Background: The flat back of the head is one of the common aesthetic skull deformities. It usually originates from either a genetic predisposition or a deformational effect of in utero or post birth head positioning. (occipital plagiocephaly) The flatness can be on just one side or both. (bilateral) When it occurs bilaterally there are aesthetic issues of skull disproportion that often bothers the person enough that they may great efforts at camouflaged by various hairstyles and hat wear.
Cosmetic correction of the flat back of the head is done using a variety of onlay implant materials. The contour of the bone is expanded through subperiosteal augmentation whose amount is controlled by the ability of the overlying scalp to expand.Those materials that are applied and shaped intraoperatively are several types of bone cements. (PMMA and hydroxyapatite cement) Preformed custom occipital implant materials include silicone, Medpor, HTR and PEEK. Of these custom shaped materials, only silicone is soft and flexible while the other polymers are quite rigid.
HTR (Hard Tissue Replacement) is a well known cranioplasty material. It has been used as a custom made implant for cranial defects for over 25 years. It is a unique polymer material because it is both porous and hydrophilic. These material characteristics allow it to become well vascularized throughout its thickness after implantation. It has a very successful history of inlay reconstructive use for skull bone defects but has been very rarely used as an onlay material for aesthetic augmentation.
Case Study: This 38 year-old male had a very flat back of the head for which he had prior attempts at occipital augmentation. He had a prior occipital implant (material unknown) placed through a long coronal scalp incision which ultimately became infected and had to be removed. This left the back of his scalp scarred and more rigid than normal. He thoughtfully considered all the implant materials and chose HTR because of its potential to become vascularized throughout the material. A 3D CT scan was used to create an occipital implant design of 18mm thick at its central portion.

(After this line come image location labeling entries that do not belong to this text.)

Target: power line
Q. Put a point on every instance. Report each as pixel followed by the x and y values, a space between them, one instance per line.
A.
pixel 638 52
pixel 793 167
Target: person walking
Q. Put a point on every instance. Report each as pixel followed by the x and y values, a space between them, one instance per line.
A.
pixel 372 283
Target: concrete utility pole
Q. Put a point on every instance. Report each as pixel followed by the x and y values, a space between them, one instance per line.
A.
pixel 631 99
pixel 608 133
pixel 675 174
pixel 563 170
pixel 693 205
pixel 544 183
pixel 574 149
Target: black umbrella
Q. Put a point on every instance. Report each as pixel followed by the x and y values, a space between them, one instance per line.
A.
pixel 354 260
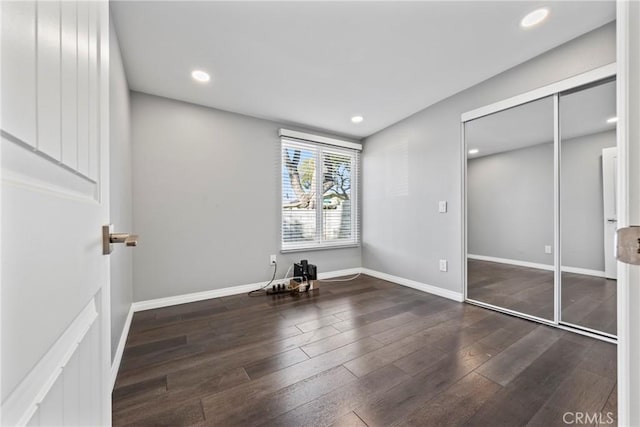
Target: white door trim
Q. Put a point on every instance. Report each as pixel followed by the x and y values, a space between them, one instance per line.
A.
pixel 594 75
pixel 623 295
pixel 23 402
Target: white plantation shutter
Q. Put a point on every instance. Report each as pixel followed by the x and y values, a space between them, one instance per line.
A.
pixel 319 190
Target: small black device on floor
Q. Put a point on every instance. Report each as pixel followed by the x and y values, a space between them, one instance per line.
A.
pixel 304 272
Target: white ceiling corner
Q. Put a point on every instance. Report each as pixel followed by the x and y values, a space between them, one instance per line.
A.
pixel 316 64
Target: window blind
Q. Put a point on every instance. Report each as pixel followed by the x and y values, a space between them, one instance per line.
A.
pixel 319 190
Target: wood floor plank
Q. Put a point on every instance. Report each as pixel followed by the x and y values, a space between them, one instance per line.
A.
pixel 352 335
pixel 349 420
pixel 456 405
pixel 330 407
pixel 366 352
pixel 400 401
pixel 582 391
pixel 274 363
pixel 261 407
pixel 516 358
pixel 519 400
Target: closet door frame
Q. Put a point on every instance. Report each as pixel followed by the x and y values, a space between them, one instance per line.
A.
pixel 553 90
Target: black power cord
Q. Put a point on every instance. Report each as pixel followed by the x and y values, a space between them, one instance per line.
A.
pixel 262 291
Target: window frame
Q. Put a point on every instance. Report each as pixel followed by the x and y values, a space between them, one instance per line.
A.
pixel 319 243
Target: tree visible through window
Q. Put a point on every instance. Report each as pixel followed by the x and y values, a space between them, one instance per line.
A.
pixel 318 212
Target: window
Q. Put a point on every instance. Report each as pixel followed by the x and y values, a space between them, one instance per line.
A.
pixel 319 195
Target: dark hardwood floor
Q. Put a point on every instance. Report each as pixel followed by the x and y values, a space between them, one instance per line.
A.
pixel 587 301
pixel 365 352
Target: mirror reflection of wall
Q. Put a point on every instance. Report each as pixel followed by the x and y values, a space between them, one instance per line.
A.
pixel 587 207
pixel 510 209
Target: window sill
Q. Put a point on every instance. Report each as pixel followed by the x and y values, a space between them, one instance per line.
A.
pixel 320 248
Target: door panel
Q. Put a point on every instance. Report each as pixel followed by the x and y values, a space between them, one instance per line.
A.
pixel 54 165
pixel 609 193
pixel 587 133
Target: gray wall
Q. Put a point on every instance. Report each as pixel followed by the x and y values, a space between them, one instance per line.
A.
pixel 121 210
pixel 582 213
pixel 206 200
pixel 403 232
pixel 510 204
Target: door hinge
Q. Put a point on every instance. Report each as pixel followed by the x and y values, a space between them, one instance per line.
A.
pixel 628 245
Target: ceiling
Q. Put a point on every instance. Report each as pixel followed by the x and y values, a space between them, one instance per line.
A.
pixel 583 112
pixel 317 64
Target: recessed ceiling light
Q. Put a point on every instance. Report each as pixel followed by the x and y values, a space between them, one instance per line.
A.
pixel 534 18
pixel 200 76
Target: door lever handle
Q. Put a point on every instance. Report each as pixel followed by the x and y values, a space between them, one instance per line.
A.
pixel 126 238
pixel 109 238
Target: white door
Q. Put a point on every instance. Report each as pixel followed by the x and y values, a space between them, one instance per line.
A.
pixel 609 199
pixel 54 200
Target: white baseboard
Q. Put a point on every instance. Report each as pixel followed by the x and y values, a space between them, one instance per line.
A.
pixel 430 289
pixel 115 366
pixel 576 270
pixel 339 273
pixel 223 292
pixel 193 297
pixel 584 271
pixel 241 289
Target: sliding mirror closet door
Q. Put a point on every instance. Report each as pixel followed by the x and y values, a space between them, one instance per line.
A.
pixel 587 207
pixel 510 209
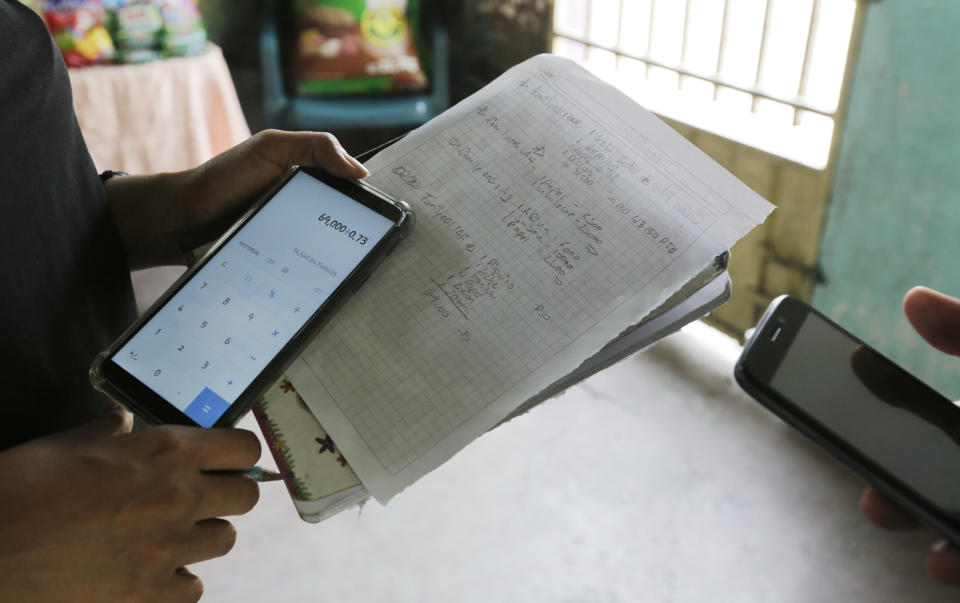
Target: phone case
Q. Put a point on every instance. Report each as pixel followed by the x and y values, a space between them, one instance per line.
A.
pixel 274 370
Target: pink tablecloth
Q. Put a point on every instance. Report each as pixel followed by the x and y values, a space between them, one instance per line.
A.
pixel 160 116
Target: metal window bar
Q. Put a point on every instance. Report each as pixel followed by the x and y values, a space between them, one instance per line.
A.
pixel 798 102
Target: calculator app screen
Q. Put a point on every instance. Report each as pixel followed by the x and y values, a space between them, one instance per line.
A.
pixel 215 335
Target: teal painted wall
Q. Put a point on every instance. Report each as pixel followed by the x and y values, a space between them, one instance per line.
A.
pixel 894 218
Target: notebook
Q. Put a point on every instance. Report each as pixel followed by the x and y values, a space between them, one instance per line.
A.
pixel 559 227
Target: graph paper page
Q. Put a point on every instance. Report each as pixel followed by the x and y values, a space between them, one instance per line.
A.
pixel 551 213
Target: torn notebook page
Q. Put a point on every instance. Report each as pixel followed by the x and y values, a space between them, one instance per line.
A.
pixel 552 212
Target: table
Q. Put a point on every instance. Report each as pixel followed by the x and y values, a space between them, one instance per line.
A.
pixel 160 116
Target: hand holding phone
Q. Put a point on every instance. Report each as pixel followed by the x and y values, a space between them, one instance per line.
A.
pixel 226 330
pixel 886 425
pixel 97 513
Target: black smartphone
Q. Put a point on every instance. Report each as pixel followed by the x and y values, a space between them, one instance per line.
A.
pixel 890 428
pixel 227 329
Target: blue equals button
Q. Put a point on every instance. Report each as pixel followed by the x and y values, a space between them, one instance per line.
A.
pixel 206 408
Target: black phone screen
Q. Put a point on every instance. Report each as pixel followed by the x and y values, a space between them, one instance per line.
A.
pixel 215 335
pixel 875 407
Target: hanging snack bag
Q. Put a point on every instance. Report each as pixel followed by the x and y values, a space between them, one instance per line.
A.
pixel 137 29
pixel 77 28
pixel 357 46
pixel 183 30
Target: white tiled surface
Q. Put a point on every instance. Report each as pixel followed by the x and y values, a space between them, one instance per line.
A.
pixel 657 480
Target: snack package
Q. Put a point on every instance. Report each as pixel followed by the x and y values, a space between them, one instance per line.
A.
pixel 77 28
pixel 183 30
pixel 137 29
pixel 357 46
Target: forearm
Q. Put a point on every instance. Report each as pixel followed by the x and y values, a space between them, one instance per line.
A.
pixel 149 211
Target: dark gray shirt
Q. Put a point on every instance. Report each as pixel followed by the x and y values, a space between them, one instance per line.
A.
pixel 65 289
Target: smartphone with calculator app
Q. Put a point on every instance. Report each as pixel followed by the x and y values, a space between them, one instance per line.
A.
pixel 229 327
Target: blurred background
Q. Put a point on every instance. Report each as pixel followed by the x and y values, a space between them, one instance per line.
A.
pixel 840 112
pixel 837 111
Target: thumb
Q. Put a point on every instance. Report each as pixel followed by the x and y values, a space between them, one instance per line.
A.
pixel 116 420
pixel 936 317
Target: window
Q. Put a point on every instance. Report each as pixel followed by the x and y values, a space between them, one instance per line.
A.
pixel 767 73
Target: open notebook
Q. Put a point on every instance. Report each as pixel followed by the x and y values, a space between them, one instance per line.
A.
pixel 559 228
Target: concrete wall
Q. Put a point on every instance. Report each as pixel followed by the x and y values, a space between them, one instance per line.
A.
pixel 894 218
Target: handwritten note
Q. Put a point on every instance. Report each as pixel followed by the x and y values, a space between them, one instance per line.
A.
pixel 551 213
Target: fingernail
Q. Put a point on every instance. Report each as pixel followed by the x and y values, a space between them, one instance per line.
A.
pixel 359 165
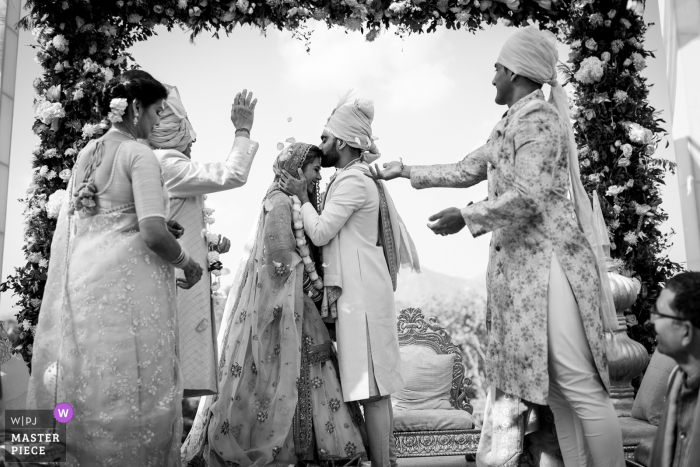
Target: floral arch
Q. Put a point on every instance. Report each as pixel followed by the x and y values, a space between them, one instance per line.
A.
pixel 84 43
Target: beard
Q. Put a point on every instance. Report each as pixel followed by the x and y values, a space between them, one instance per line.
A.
pixel 330 158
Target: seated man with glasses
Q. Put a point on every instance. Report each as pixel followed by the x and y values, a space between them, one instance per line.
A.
pixel 676 318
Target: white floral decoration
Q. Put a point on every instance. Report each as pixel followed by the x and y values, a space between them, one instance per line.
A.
pixel 117 108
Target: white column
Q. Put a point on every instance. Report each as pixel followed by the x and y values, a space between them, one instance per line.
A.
pixel 9 39
pixel 680 23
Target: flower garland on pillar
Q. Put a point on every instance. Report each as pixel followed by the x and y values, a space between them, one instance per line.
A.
pixel 618 132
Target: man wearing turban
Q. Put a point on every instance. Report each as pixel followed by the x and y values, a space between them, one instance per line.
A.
pixel 364 243
pixel 549 300
pixel 188 182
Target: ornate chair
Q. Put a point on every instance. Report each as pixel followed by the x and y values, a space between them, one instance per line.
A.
pixel 427 433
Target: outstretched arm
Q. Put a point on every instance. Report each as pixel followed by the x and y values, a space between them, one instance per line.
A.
pixel 469 171
pixel 537 157
pixel 185 177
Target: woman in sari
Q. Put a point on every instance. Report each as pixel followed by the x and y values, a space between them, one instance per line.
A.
pixel 107 332
pixel 280 399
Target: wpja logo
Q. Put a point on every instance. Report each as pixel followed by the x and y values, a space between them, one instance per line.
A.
pixel 33 436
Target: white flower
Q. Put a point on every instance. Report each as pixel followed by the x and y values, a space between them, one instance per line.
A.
pixel 117 106
pixel 60 43
pixel 640 135
pixel 108 73
pixel 90 130
pixel 34 257
pixel 65 174
pixel 614 190
pixel 212 238
pixel 620 96
pixel 213 257
pixel 591 71
pixel 616 45
pixel 626 150
pixel 638 61
pixel 631 238
pixel 47 111
pixel 596 19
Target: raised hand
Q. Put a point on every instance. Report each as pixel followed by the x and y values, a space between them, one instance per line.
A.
pixel 449 221
pixel 193 273
pixel 391 171
pixel 243 110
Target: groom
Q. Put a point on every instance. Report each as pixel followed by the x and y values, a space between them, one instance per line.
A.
pixel 359 271
pixel 188 182
pixel 546 343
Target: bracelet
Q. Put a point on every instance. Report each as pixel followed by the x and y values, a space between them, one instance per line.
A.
pixel 182 260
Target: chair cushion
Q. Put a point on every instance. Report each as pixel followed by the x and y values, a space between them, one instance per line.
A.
pixel 428 378
pixel 432 420
pixel 634 431
pixel 651 397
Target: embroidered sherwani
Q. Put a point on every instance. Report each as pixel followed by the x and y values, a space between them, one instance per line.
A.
pixel 348 231
pixel 187 181
pixel 531 219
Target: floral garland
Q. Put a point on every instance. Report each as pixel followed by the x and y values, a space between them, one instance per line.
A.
pixel 304 251
pixel 618 133
pixel 213 257
pixel 82 45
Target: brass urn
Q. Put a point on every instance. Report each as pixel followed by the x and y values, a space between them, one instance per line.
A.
pixel 626 357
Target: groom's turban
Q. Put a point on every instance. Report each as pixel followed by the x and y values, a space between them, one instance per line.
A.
pixel 531 53
pixel 174 131
pixel 351 121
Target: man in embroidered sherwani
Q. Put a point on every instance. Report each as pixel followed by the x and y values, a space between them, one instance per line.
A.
pixel 188 182
pixel 360 262
pixel 546 343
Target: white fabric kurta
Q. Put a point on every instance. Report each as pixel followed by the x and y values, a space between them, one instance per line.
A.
pixel 187 181
pixel 348 231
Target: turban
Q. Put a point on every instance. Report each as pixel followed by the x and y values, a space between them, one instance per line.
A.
pixel 351 121
pixel 532 53
pixel 174 131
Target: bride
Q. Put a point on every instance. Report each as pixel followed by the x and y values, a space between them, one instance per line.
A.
pixel 280 399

In the prone position under general anesthesia, his original high occipital scar was completely cut out down to the bone. An occipital scalp flap was developed down to below the nuchal ridge at the base of the occipital bone. While the scalp flap raised easily it was very thick and inflexible. Extensive cross cuts in a grid pattern were done through the scar to create a full occipital flap release to create enough tissue looseness to close over an implant augmentation.
The HTR occipital implant was soaked in antibiotic solution and placed in its proper position on the position. It was secured with small plates and screws in a triangular pattern. Because the edge of the HTR material can not be made paper thin, a layer of PMMA bone cement was used to create a smooth transition from the implant to the bone.
With an 18mm expansion in a previously operated and scarred flap, even with using a full coronal incision, the wound closure was tight over the implant. Fortunately no wound separation developed when the staples were removed. He went on to heal uneventfully, has developed no infection or fluid collections and is satisfied with his results.
Rigid implant materials like HTR can be successfully used in aesthetic skull augmentations. But the material characteristics makes for the need to use a long scalp incision for placement and some experience on knowing how to properly secure it without fracture or palpable implant edges.
1) Occipital augmentation skull reshaping surgery can be done by custom implant materials like HTR which is also porous.
2) Because HTR is a hard inflexible material it must be placed through a full coronal scalp incision.
3) Fine edging of HTR as an onlay material may need to be supplemented with a bone cement material to create perfectly smooth edge transitions.